Stream: compiler development

Topic: SortWith Compare Capture Refcounting


view this post on Zulip Brendan Hansknecht (Jul 22 2024 at 04:10):

With List.sortWith, we pass a compare function to zig.

The compare function could be capturing closure data. Which I think will actually be quite problematic.
We theoretically need to increment the captures to that function for every time the sort function calls compare.
Currently we just increment it for every element in the list.

To instead increment it for every call to the function, the only way would be to put the increment into the hot loop for sorting. I think that is a terrible idea.

I think we should either figure out a way to ban captures for the compare function or find a way to save and then reload the refcounts. Essentially, save the refcount, set the refcount to constant, run sort, set the refcount back to what it was originally.

Thoughts?

view this post on Zulip Brendan Hansknecht (Jul 22 2024 at 04:10):

I'm assuming this doesn't cause problems today cause in practice compare functions for lists never capture anything.

view this post on Zulip Brendan Hansknecht (Jul 22 2024 at 04:13):

For example worst case of quicksort is n^2 comparisons. Adding n^2 refcount increments to sorting would be brutal.

view this post on Zulip Luke Boswell (Jul 22 2024 at 04:51):

ban captures for the compare function

Would this prevent us from using curried functions?

Maybe this is a silly example...

module []

Color : [Red, Green, Blue]

priority : Color -> U64
priority = \c ->
    when c is
        Red -> 1
        Green -> 2
        Blue -> 3

sortFn = \priorityFn -> \left,right ->
    pl = priorityFn left
    pr = priorityFn right
    if pl < pr then
        LT
    else if pl > pr then
        GT
    else
        EQ

expect
    input = [Red, Blue, Green]
    actual = input |> List.sortWith (sortFn priority)
    expected = [Red, Green, Blue]
    actual == expected # true

view this post on Zulip Brendan Hansknecht (Jul 22 2024 at 05:00):

Yeah, it probably too restrictive. So probably need to do the constant thing.

view this post on Zulip Brendan Hansknecht (Jul 22 2024 at 05:01):

If you made priorityFn instead be something refcounted, like a list, it should break in current roc due to a double free.

view this post on Zulip Richard Feldman (Jul 22 2024 at 11:45):

Brendan Hansknecht said:

I think we should either figure out a way to ban captures for the compare function or find a way to save and then reload the refcounts. Essentially, save the refcount, set the refcount to constant, run sort, set the refcount back to what it was originally.

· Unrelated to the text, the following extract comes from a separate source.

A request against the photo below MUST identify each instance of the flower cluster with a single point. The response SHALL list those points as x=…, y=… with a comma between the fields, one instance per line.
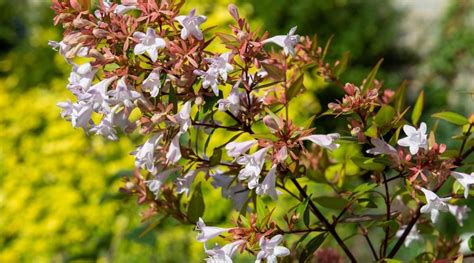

I don't think introducing the concept of banning captures is something we should do from a language complexity perspective, but the save/restore wouldn't be thread safe, right?

view this post on Zulip Richard Feldman (Jul 22 2024 at 11:51):

as in, if the host had that roc value shared across multiple threads, potentially having its refcount (try to be) incremented and/or decremented on the other threads, then the save/restore would break those because it would be set to constant

view this post on Zulip Richard Feldman (Jul 22 2024 at 12:00):

We theoretically need to increment the captures to that function for every time the sort function calls compare.

since we know the length of the list before we start sorting, couldn't we increment it once by N up front, where N is the length of the list?

view this post on Zulip Richard Feldman (Jul 22 2024 at 12:00):

(and then decrement by N at the end)

view this post on Zulip Brendan Hansknecht (Jul 22 2024 at 15:14):

This is for sorting and is the compare function. It isn't N increments. It is one increment per compare.

view this post on Zulip Brendan Hansknecht (Jul 22 2024 at 15:15):

So n log n on average, but an unknown amount in general.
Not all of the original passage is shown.